Preservation Issue: Summary Judgment

Prior to trial, the appellant sought summary judgment on a purely legal issue. The trial court denied the motion, and the case proceeded to a trial by jury. The appellant lost and challenged the summary judgment ruling on appeal. The Fifth Circuit held that while other circuits will review “purely legal issues” decided on summary judgment prior to trial, the Fifth Circuit follows the view that, once a jury trial is held, the appellate court lacks jurisdiction to consider the summary judgment ruling.

Critically, the appellant had not raised the summary judgment arguments again in a Rule 50 motion. Had it done so, the appellate court would have reviewed the matter in the Rule 50 context.

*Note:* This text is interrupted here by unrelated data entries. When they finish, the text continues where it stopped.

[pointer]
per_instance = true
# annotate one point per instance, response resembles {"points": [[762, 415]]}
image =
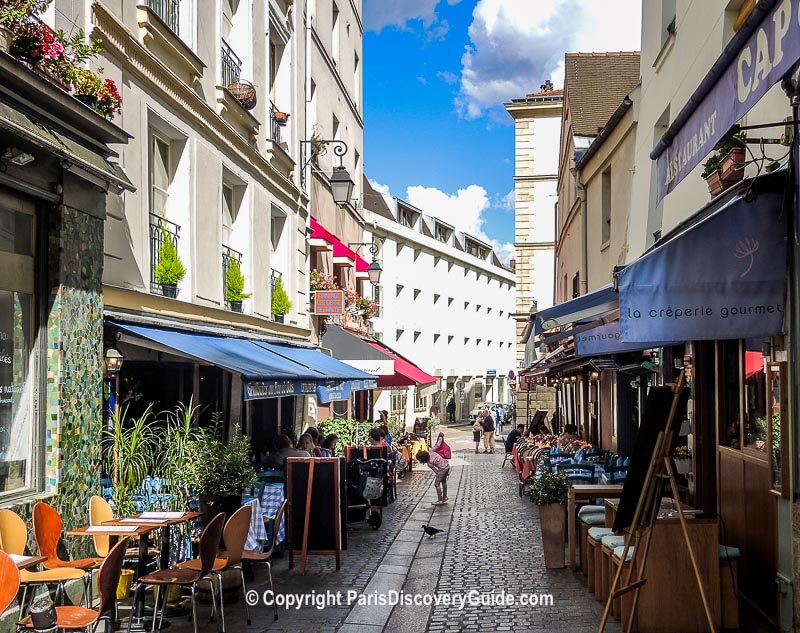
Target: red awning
{"points": [[406, 373], [339, 248]]}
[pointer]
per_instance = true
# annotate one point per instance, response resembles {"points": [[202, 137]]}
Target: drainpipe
{"points": [[584, 233]]}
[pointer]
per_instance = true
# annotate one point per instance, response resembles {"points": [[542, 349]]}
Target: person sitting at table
{"points": [[512, 437], [281, 449], [317, 439], [375, 438], [306, 443], [570, 433], [329, 444]]}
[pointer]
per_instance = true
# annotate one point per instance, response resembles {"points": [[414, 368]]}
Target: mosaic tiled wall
{"points": [[74, 361]]}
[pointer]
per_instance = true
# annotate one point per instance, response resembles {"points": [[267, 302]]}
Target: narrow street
{"points": [[491, 545]]}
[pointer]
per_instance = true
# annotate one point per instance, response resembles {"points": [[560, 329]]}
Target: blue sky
{"points": [[436, 73]]}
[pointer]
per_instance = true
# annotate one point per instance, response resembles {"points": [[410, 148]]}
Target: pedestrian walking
{"points": [[451, 410], [488, 432], [477, 428], [441, 469]]}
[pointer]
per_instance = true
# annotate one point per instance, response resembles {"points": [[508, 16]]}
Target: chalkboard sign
{"points": [[315, 512], [654, 421]]}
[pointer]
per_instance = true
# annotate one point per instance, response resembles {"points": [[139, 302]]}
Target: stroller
{"points": [[366, 490]]}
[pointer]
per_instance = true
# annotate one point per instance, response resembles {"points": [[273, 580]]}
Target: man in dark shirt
{"points": [[512, 437]]}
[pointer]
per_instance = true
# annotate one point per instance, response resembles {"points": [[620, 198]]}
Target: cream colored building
{"points": [[537, 125]]}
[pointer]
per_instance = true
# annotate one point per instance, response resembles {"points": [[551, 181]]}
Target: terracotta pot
{"points": [[553, 521], [732, 170], [715, 184]]}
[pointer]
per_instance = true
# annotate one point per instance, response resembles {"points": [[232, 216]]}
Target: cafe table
{"points": [[585, 492], [140, 525]]}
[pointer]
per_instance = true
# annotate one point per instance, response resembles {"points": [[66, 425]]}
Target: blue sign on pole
{"points": [[724, 278], [770, 53]]}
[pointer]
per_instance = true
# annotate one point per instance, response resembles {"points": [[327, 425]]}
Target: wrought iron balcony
{"points": [[168, 11], [160, 229], [231, 65]]}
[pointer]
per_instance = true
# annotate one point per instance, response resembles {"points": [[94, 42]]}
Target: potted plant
{"points": [[170, 269], [682, 456], [216, 471], [234, 286], [281, 305], [130, 456], [550, 492]]}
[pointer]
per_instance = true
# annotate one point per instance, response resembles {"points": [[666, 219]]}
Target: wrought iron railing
{"points": [[160, 229], [275, 127], [168, 11], [228, 254], [231, 65]]}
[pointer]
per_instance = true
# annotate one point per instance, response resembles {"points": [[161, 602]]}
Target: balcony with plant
{"points": [[59, 58]]}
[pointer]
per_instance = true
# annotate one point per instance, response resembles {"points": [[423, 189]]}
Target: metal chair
{"points": [[235, 536], [254, 556], [80, 618], [186, 576], [14, 540]]}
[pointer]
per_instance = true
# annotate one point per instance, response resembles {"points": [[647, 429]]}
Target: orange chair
{"points": [[47, 529], [254, 556], [235, 536], [13, 540], [9, 581], [80, 618], [187, 577]]}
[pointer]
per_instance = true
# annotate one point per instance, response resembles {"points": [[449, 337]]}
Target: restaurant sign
{"points": [[328, 302], [768, 55]]}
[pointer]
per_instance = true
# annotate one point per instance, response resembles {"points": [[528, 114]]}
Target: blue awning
{"points": [[720, 275], [268, 370], [592, 304]]}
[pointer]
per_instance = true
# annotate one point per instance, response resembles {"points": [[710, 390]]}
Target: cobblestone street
{"points": [[491, 544]]}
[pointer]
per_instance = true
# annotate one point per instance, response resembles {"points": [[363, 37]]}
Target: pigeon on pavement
{"points": [[431, 531]]}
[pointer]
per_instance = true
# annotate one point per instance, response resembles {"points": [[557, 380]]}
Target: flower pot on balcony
{"points": [[715, 184], [732, 169], [87, 100]]}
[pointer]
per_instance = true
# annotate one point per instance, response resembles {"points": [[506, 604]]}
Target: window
{"points": [[160, 175], [605, 229], [420, 401], [399, 399], [17, 347]]}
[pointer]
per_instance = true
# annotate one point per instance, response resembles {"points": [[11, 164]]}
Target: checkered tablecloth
{"points": [[266, 509]]}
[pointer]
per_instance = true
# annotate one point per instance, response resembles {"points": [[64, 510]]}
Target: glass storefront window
{"points": [[17, 336]]}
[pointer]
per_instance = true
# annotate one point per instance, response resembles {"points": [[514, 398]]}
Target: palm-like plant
{"points": [[132, 453]]}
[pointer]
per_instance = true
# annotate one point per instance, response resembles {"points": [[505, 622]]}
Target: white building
{"points": [[537, 125], [446, 303]]}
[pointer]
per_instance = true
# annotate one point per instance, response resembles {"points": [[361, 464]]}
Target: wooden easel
{"points": [[644, 519]]}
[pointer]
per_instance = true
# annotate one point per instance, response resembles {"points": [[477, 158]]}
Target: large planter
{"points": [[732, 169], [212, 505], [552, 518]]}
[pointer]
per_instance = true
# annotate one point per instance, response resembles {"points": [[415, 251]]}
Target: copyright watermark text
{"points": [[327, 599]]}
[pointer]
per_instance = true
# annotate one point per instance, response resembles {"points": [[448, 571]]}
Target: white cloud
{"points": [[464, 210], [379, 14], [516, 44]]}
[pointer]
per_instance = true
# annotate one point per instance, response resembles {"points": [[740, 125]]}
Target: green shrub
{"points": [[170, 269], [280, 300], [234, 282]]}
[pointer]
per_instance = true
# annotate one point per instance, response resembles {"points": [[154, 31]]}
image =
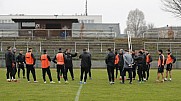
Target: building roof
{"points": [[55, 19]]}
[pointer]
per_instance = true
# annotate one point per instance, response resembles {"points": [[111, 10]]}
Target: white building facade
{"points": [[81, 18]]}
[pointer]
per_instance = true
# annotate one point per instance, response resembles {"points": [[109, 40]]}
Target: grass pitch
{"points": [[97, 89]]}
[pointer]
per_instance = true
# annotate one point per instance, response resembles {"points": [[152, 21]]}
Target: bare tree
{"points": [[172, 6], [135, 22], [150, 26]]}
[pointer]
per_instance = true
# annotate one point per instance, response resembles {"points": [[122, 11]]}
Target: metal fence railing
{"points": [[62, 33], [162, 34]]}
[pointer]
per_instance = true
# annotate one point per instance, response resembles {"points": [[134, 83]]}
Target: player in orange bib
{"points": [[161, 60], [59, 59], [169, 62], [45, 64], [30, 65]]}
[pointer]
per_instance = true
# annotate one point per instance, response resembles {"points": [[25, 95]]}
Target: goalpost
{"points": [[129, 41]]}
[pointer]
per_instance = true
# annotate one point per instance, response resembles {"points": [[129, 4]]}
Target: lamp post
{"points": [[111, 29]]}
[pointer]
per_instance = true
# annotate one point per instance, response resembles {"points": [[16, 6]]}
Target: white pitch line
{"points": [[78, 93]]}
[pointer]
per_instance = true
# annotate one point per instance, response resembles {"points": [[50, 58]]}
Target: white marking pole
{"points": [[78, 93]]}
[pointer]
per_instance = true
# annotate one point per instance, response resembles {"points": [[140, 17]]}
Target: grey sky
{"points": [[112, 10]]}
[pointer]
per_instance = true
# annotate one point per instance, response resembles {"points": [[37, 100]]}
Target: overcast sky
{"points": [[115, 11]]}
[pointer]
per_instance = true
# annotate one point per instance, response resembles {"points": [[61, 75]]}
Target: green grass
{"points": [[97, 89]]}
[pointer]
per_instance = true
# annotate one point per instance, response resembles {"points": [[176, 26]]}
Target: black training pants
{"points": [[140, 72], [21, 66], [70, 70], [147, 71], [61, 68], [110, 72], [9, 72], [84, 69], [44, 71], [124, 73]]}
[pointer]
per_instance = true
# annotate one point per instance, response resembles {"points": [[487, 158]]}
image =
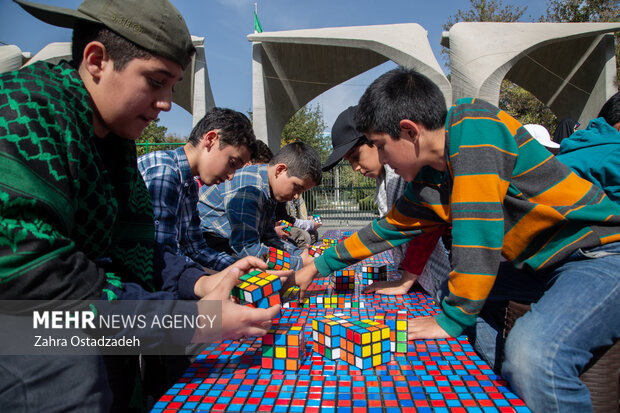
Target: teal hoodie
{"points": [[594, 154]]}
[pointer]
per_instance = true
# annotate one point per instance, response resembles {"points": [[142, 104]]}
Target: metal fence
{"points": [[344, 198]]}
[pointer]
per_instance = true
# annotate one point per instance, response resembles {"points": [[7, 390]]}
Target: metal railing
{"points": [[344, 197]]}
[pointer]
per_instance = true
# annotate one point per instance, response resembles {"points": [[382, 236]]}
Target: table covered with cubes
{"points": [[341, 350]]}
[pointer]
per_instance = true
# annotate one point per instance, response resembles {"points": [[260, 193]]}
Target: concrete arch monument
{"points": [[290, 68], [570, 67]]}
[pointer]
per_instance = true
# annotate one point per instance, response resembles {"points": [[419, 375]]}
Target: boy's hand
{"points": [[280, 231], [396, 287], [306, 258], [237, 320], [206, 283], [303, 278], [425, 328]]}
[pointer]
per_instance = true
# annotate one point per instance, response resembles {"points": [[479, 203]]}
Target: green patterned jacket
{"points": [[68, 200]]}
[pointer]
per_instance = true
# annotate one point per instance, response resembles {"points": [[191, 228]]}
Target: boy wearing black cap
{"points": [[409, 258], [77, 221]]}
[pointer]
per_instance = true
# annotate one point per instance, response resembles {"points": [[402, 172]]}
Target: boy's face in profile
{"points": [[220, 162], [127, 101], [286, 188], [365, 160], [401, 154]]}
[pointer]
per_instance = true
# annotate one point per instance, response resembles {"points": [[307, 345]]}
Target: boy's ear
{"points": [[409, 130], [209, 139], [280, 169], [95, 58]]}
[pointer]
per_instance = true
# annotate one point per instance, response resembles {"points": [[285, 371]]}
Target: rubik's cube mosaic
{"points": [[278, 259], [343, 280], [365, 343], [256, 285], [287, 226], [398, 323], [373, 273], [315, 250], [326, 334], [284, 347], [441, 375]]}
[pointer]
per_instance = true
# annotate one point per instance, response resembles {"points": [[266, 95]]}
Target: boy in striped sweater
{"points": [[477, 169]]}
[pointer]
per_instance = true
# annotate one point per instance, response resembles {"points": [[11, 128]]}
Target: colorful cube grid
{"points": [[287, 226], [442, 375], [278, 259], [256, 285], [284, 347], [326, 333], [343, 280], [315, 250], [365, 343], [266, 302], [373, 273], [397, 322]]}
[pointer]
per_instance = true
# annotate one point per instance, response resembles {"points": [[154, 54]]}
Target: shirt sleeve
{"points": [[406, 220], [481, 168], [245, 214]]}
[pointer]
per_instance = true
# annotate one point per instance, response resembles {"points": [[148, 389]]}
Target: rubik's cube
{"points": [[343, 280], [315, 250], [373, 273], [328, 242], [278, 259], [287, 226], [256, 285], [397, 322], [365, 343], [326, 335], [284, 347]]}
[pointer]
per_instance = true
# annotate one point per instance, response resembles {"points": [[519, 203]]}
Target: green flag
{"points": [[257, 27]]}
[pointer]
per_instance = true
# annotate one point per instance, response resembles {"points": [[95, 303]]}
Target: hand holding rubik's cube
{"points": [[278, 259], [258, 289], [287, 226]]}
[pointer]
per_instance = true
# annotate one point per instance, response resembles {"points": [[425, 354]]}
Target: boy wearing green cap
{"points": [[76, 220]]}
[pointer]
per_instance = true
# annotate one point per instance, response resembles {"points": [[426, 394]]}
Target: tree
{"points": [[575, 11], [308, 126], [513, 99], [155, 133]]}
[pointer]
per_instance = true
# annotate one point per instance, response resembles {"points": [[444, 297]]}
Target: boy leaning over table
{"points": [[76, 221], [504, 194]]}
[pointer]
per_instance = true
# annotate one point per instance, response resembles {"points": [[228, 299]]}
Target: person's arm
{"points": [[482, 168], [251, 227]]}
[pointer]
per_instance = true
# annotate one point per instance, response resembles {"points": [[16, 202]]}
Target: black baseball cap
{"points": [[155, 25], [344, 137]]}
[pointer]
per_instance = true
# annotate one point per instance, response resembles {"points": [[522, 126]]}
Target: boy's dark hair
{"points": [[121, 50], [234, 128], [302, 161], [261, 153], [611, 110], [400, 94]]}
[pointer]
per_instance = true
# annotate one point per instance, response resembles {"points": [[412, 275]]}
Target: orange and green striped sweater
{"points": [[504, 194]]}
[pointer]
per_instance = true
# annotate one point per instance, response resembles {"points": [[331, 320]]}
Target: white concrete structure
{"points": [[193, 93], [570, 67], [290, 68]]}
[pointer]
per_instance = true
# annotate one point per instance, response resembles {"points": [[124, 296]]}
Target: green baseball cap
{"points": [[155, 25]]}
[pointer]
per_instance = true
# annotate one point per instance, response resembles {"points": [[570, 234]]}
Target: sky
{"points": [[225, 24]]}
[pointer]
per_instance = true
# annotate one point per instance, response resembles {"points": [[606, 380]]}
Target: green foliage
{"points": [[156, 134], [307, 125], [524, 107]]}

Tip: In a jury trial, avoid concerns about preserving summary judgment arguments by raising those same arguments again through Rule 50 motions.

The court’s discussion calls to mind the United States Supreme Court’s decision in Ortiz v. Jordan, 562 U.S. 180 (2011), where the high court distinguished between summary judgment challenges relating to the sufficiency of the evidence and those involving a “purely legal issue” that can be resolved with reference to undisputed facts. Ortiz held that the case before the court involved the former and that such matters are not reviewable on appeal following a jury trial. There, too, the appellant did not file a Rule 50 motion raising the same challenge, and had the appellant done so, the matter would have been reviewable in that context.

Ortiz expressly declined to address whether the summary judgment ruling would have been reviewable had it involved a “purely legal issue.” As Blessey shows, the answer in the Fifth Circuit is no.

Preservation Issue: Motions In Limine

The appellant in Blessey also challenged the denial of a motion in limine to exclude certain evidence. Having lost that effort, the appellant referenced the evidence at issue in opening statements and then affirmatively introduced the evidence. The Fifth Circuit held that the appellant’s actions waived any challenge to the pretrial ruling.

Tip: If you unsuccessfully tried to keep something out of evidence, avoid potential waiver problems by not being the party that introduces that evidence at trial.  If you believe you must address the evidence, consider seeking a ruling or agreement that by informing the jury about the evidence, you are not waiving your objection that the evidence should be excluded.